Venture to the wide open sandy beaches at the historical seaside resort of Pärnu on Estonia's west coast, just under 2hrs south of Tallinn, and on its many islands, including Saaremaa with its working windmills – perfect for family holidays. Don’t miss the chance to spend a few hours up in the trees at the region’s Valgeranna Adventure Park.
Explore the Museum of Toys in Estonia’s second city Tartu nearly 220km south-east of Tallinn, then head on to Otepää Seikluspark Adventure Park for high-ropes courses, a climbing wall, and a viewing point (with a catapult to propel participants up!).

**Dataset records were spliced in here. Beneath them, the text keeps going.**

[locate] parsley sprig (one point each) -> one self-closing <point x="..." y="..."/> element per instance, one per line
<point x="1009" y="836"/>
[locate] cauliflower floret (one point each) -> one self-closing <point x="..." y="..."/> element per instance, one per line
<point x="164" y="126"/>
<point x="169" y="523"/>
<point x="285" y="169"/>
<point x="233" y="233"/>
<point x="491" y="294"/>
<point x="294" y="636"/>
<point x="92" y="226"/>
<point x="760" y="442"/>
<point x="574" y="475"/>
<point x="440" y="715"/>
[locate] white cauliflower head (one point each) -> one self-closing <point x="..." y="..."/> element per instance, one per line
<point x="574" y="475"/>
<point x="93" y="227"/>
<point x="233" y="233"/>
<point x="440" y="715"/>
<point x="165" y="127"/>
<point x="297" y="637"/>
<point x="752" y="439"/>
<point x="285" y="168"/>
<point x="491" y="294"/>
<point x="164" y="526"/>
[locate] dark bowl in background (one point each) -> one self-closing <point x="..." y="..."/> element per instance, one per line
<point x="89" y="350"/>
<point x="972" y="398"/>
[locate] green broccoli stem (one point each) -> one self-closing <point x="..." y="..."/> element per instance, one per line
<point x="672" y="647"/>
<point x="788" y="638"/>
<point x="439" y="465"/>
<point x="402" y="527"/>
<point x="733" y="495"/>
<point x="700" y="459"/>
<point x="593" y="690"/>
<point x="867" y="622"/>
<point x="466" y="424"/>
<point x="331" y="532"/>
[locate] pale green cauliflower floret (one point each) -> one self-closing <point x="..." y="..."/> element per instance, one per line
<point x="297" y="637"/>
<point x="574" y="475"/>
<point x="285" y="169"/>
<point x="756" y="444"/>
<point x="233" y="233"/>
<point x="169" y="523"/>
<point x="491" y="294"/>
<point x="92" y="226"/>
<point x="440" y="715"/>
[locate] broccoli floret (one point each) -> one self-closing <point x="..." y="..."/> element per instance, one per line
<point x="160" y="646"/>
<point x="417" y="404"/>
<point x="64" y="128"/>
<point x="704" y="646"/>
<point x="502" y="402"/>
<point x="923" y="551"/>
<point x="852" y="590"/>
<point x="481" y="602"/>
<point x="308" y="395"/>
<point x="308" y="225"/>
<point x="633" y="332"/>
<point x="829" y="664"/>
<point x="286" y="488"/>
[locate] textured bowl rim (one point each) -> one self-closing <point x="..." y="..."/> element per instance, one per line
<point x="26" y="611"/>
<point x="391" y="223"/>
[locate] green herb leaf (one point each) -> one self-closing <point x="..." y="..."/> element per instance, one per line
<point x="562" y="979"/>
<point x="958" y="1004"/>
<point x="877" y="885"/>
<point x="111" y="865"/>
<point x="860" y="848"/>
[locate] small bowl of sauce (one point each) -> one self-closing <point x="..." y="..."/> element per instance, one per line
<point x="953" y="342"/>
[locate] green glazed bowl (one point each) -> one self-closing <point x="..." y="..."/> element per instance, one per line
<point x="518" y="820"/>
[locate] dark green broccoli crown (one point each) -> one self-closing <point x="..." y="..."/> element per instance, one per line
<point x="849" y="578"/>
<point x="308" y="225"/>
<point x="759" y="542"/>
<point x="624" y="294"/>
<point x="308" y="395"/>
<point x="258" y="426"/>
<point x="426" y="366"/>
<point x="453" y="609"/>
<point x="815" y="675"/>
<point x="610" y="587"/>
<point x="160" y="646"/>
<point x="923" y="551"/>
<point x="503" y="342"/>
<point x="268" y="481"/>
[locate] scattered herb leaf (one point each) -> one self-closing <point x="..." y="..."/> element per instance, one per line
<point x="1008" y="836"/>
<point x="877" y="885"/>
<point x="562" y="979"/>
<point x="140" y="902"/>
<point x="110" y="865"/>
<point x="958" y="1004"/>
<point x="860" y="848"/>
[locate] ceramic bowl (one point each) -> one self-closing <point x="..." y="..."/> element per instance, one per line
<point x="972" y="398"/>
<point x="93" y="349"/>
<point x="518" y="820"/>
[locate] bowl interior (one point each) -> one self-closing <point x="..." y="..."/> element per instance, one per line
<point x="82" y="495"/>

Commune with nature as the Estonians themselves love to do in some of the country’s National Parks, including Karula in the south, Lahemaa 50km east of Tallinn, Matsalu about 100km west of Tallinn, Vilsandi, covering both land and sea and including the island of Saaremaa (see above), and Soomaa in the south-west. Swimming in clean bogs is a popular pastime here!

Ski  – Otepää in the south attracts skiers (both downhill and cross-country) and snowmobile riders, as well as ice-fishers. In summer, these uplands host the Leigo Lake Music Festival, with lots of open-air concerts.


Russian, German and Scandinavian influences can all be felt in Estonian cuisine, which boasts as its national dish blood sausage (verivorst) with sauerkraut stew (mulgikapsad) and includes other such hearty fare as potato salad (kartulisalat), marinated eel (marineeritud angerjas) and tongue with horseradish (keel hernestega), plus wild boar, elk, deer and sometimes also bear, and freshwater fish including salmon. Vegetarians may struggle.

Tallinn, however, has an increasing number of Western offerings, making life a bit easier on family holidays. In its main piazza, you can enjoy everything from steaks or pizza to curry. Several restaurants in the Old Town afford themed medieval experiences, with costumed staff and minstrels, that may prove entertaining to children. Alternatively, Tallinn has a few French and Italian restaurants, plus ‘ethnic’ offerings ranging from Greek to Middle Eastern, African and Chinese.

Don’t leave the city without a visit to Anneli Viik’s chocolate café in the Old Town. The cakes are great in Estonia, too, as are the pancakes.

When to go to Estonia

Schedule family holidays for summer if you want to swim in the Baltic, make the most of the great outdoors, and enjoy Tallinn’s traditional street market with its authentic medieval food and drink stalls, street entertainers, folk music and traditional dancing.

Alternatively, Estonia is a great destination at Christmas, when festive markets featuring Santa Claus and his elves, illuminations, decorated trees and traditional entertainment are hosted in the snowy streets of Tallinn.


Estonia's adoption of the Euro made it more expensive to visitors from the UK. Prices have also risen slowly as the country has been ‘discovered’ by tourism. For all that, it remains a very affordable destination for family holidays, especially outside the touristy areas (most notably, Tallinn’s Old Town).